Parameter Tuesday: BASOPHILS
Basophils are the smallest and the least abundant type of white blood cell and are a part of your immune system. They are the reason why you cough, sneeze or have a runny nose while being sick. They play a significant role in fighting bacterial, viral, and fungal infections. They mediate allergic reactions by releasing histamine and binding immunoglobulin E to protect the body against allergens. Since basophils also contain heparin, they also prevent blood from clotting.
Basophils are a type of white blood cell; more specifically, they are a subset of granulocytes. There are three types of granulocytes: neutrophils, basophils, and eosinophils. Like all types of white blood cells, basophils are produced in the bone marrow. When released into the blood, they have a short life span of only one to two days.
Elevated levels of basophils, or so-called basophilia, can have various causes. It can be a sign your body is facing infection or some other more serious disease. Basophilia is present in people facing leukemia, an autoimmune disease like rheumatoid arthritis and multiple sclerosis, polycythemia vera, Crohn's disease, hypothyroidism, allergies, and asthma.
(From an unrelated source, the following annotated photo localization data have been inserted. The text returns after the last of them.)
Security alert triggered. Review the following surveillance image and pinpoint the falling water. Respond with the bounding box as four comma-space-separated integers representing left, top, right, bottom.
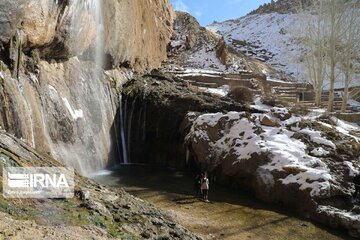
119, 95, 129, 164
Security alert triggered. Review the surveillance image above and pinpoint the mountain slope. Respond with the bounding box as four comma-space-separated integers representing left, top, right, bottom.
207, 8, 360, 88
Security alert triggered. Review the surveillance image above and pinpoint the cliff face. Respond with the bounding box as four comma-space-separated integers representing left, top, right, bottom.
0, 0, 172, 174
0, 0, 173, 71
103, 0, 173, 70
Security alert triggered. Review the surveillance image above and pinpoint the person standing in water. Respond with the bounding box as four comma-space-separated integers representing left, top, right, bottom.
201, 173, 209, 202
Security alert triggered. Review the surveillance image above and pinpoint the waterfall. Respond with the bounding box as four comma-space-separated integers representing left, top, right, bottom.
119, 95, 129, 164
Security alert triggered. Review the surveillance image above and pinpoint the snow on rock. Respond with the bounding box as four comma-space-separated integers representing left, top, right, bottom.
299, 128, 336, 149
344, 161, 359, 177
311, 147, 330, 157
250, 97, 272, 112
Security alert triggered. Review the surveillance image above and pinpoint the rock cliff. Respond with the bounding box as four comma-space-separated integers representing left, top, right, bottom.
0, 0, 173, 70
0, 0, 173, 174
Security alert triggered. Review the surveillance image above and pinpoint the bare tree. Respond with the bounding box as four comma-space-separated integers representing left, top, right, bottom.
324, 0, 346, 112
299, 0, 326, 106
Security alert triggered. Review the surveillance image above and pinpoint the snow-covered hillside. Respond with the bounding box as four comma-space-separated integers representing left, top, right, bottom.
207, 12, 360, 88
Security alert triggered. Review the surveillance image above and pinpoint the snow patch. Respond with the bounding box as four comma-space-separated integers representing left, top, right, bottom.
311, 147, 330, 157
299, 128, 336, 149
344, 161, 359, 177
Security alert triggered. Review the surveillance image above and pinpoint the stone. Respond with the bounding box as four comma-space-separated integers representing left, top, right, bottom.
260, 114, 279, 127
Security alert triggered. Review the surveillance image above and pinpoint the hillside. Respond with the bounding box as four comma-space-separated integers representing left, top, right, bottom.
207, 1, 360, 89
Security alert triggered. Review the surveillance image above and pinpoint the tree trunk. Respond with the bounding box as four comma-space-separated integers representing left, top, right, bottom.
328, 59, 335, 112
341, 73, 351, 112
314, 88, 322, 107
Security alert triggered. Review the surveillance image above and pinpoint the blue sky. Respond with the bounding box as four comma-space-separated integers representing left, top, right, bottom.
171, 0, 271, 26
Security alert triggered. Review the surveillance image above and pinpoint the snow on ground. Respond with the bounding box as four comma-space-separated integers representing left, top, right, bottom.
207, 13, 360, 89
187, 47, 225, 71
187, 112, 336, 196
250, 97, 272, 112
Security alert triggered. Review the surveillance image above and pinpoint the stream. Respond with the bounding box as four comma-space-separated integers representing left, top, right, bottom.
93, 165, 351, 240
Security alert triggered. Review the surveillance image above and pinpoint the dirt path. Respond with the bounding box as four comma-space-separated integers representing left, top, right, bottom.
93, 167, 347, 240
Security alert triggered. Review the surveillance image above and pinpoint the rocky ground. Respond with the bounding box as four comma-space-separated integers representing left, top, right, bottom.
0, 132, 199, 239
96, 165, 350, 240
123, 68, 360, 236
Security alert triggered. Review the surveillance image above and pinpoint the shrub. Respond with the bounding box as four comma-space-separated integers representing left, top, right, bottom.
228, 87, 254, 102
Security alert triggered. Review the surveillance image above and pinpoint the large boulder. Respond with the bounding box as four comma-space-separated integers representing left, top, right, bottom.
185, 109, 360, 236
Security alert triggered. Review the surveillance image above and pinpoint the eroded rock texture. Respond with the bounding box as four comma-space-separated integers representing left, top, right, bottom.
0, 0, 173, 173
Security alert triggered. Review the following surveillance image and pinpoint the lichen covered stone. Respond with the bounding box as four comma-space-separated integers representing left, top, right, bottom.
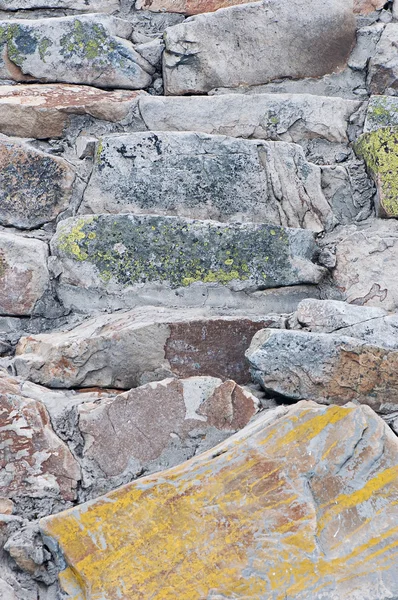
51, 215, 323, 300
355, 126, 398, 217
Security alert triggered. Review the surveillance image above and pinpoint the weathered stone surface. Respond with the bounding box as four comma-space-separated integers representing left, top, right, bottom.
0, 372, 80, 510
0, 136, 75, 229
355, 127, 398, 217
354, 0, 385, 15
295, 298, 388, 337
51, 215, 324, 306
364, 96, 398, 132
331, 219, 398, 311
163, 0, 355, 95
0, 232, 49, 316
80, 132, 333, 231
14, 308, 277, 389
246, 329, 398, 413
40, 402, 398, 600
0, 0, 119, 13
0, 84, 142, 139
0, 15, 154, 90
138, 90, 361, 142
368, 23, 398, 96
78, 377, 259, 495
295, 298, 398, 349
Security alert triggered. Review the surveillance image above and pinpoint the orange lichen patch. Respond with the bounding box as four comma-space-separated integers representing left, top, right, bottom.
41, 402, 398, 600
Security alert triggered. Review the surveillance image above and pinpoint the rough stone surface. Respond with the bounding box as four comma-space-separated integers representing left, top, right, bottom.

As mentioned above, basophils contain histamine, heparin, and other molecules which are stored in granules inside the cells. In response to inflammation or an invader, granules are released from the cells, and basophils empty out. Empty basophils are no longer active and are not included in basophil count. Low levels of basophils or so-called basopenia is associated with hyperthyroidism, allergic reactions, lupus, or some other infection.